Monday, 27 July 2009

Cows that go moo in the night.

So. I've noticed that once again, my posts have gotten all irregular. I think that my inspiration gets worse in the summer.

Here's a little something to tide you over (whoever you may be... I'm not entirely certain the is a definite you, or whether you are just an amorphous blob, made of of a huge amalgamation of the world's population. And wether, which I was going to write earlier is actually a castrated ram. that made me giggle. Sheep using the internet.)

Molly ambled over to the the fence, browsing the grass as she went.

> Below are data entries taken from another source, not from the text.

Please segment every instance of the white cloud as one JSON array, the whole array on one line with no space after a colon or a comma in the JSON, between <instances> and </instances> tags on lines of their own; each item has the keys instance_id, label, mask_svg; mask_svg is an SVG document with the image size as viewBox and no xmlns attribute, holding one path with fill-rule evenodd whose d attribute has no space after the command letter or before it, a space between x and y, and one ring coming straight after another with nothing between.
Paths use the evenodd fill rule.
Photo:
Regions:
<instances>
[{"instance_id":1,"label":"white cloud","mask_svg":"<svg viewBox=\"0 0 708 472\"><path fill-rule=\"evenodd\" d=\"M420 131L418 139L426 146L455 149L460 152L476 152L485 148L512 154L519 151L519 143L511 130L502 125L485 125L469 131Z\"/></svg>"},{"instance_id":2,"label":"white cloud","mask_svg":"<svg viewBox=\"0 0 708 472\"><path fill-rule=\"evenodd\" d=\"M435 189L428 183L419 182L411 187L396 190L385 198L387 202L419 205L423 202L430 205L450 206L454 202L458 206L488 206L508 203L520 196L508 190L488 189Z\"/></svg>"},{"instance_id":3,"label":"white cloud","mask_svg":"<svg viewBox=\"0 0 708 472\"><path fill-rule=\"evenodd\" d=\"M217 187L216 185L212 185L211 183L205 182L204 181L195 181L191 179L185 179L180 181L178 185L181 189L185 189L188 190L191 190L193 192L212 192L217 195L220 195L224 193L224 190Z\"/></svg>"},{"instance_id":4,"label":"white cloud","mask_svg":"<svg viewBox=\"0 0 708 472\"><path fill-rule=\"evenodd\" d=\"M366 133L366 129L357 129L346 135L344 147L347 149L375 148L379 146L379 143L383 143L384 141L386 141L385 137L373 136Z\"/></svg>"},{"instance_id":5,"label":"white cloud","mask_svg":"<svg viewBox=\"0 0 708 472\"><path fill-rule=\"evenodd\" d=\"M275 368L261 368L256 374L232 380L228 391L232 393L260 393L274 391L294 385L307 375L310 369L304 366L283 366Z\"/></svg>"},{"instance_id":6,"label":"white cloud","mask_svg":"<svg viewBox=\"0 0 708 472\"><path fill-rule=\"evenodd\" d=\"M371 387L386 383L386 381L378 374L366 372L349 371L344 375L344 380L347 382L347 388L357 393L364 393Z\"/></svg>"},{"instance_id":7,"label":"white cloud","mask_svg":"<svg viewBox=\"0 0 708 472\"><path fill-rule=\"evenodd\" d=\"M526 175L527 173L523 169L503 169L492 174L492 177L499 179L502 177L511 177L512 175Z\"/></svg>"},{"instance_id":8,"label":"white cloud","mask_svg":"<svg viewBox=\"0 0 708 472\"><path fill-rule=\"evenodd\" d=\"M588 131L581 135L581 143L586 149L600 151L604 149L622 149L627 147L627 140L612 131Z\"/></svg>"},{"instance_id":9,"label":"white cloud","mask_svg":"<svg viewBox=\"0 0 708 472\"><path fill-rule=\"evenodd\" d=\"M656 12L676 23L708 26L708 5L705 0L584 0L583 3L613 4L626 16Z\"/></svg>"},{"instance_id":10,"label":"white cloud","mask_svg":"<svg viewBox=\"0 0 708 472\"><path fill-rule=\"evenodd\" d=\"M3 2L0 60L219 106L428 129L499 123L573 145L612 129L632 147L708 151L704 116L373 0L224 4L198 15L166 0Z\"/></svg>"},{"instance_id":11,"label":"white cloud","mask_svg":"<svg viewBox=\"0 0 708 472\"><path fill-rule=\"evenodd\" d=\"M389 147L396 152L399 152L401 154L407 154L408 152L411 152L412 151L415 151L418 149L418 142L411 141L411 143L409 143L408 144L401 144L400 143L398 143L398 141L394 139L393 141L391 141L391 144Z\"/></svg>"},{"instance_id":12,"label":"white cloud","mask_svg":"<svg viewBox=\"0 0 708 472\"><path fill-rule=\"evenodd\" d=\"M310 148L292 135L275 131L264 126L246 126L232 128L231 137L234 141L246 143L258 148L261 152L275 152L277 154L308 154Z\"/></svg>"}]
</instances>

She liked it by the fence, the dessert grass tasted more like chocolate and less like sweets over here. Peering over into the next field, where here friend Rachael was having a meal in the main course grass. Lasagna by the looks of it. She took another mouthful of the dark, rich chocolate and stiffened in surprise as her brain processed what she had seen.

'Rachael, but what have you got on your feet?!'

'Hya Molly, do you like em? I got the sheep to order them from e-bay for me. They swear that they'll make my milk better! Mind you, they also said that they would stop stormlight from hurting you. That's silly, stormlight doesn't hit us!'

Molly shook her head slowly, as she thought about it. Rachael always had been an odd one, never quite fitting into the herd, always willing to try new things. It had been Rachael who had made the man-carrier make loud noises and start trundling down the hill, much to the amusement of the herd, because watching the farmer run after it with his arms waving like that... well! Everyone knew that that would spook it more.

'The sheep you say? Hmmm. I wonder if they are trying to pull your udder. You do look silly you know!'

'Naw. Remember when I sat on that fox and stopped Louise's new lamb from being carried off? They said they owed me one.'

'Ah.' Molly chewed the cud, and thought again. 'Well, I guess they aren't to bad, for manhide. I never realised that people butchered farmerkind for their feet. Are they comfy?'

'They're not bad, Moll, Although I don't understand why they have this big hollow bit at the front of their hoof. It is most bizarre. But you're right. It is odd that people butcher farmerkind. I didn't realise they did it. I wonder what happens to the rest of him?'

'Hmm.' Molly thought some more. Confusing things, farmerkind. So confusing that it required fruit flavoured grass. She wondered off deep in thought, flicking her tail at Rachael as she left in absent farewell.

Later that day all thought of Rachael's manhide hoof coverings left Molly's head as their farmer came and herded all the cows into the top field, where, to their surprise, there was a new stormlight attractor. Sniffing the air, Molly noticed that there was rain on the way, and enough to make the chocolate grass field covered when the stream broke it's banks. Hmm.

That night was the heaviest storm that Molly or any of the other herdmembers could remember. the rain came almost horizontal, and the stormlight and the stormnoise came without pause, often hitting the stormlight attractor that stood looming over them.

A particularly bright stormlight filled the air all around them and everything went dark.

When the farmer went to check on his herd the next day after the storm broke, he was shocked to see them all dead under the new electricity pylon he had fought against for so long. All except for one cow who huddled next to the fence closest to him, and for some inexplicable reason, was wearing wellington boots.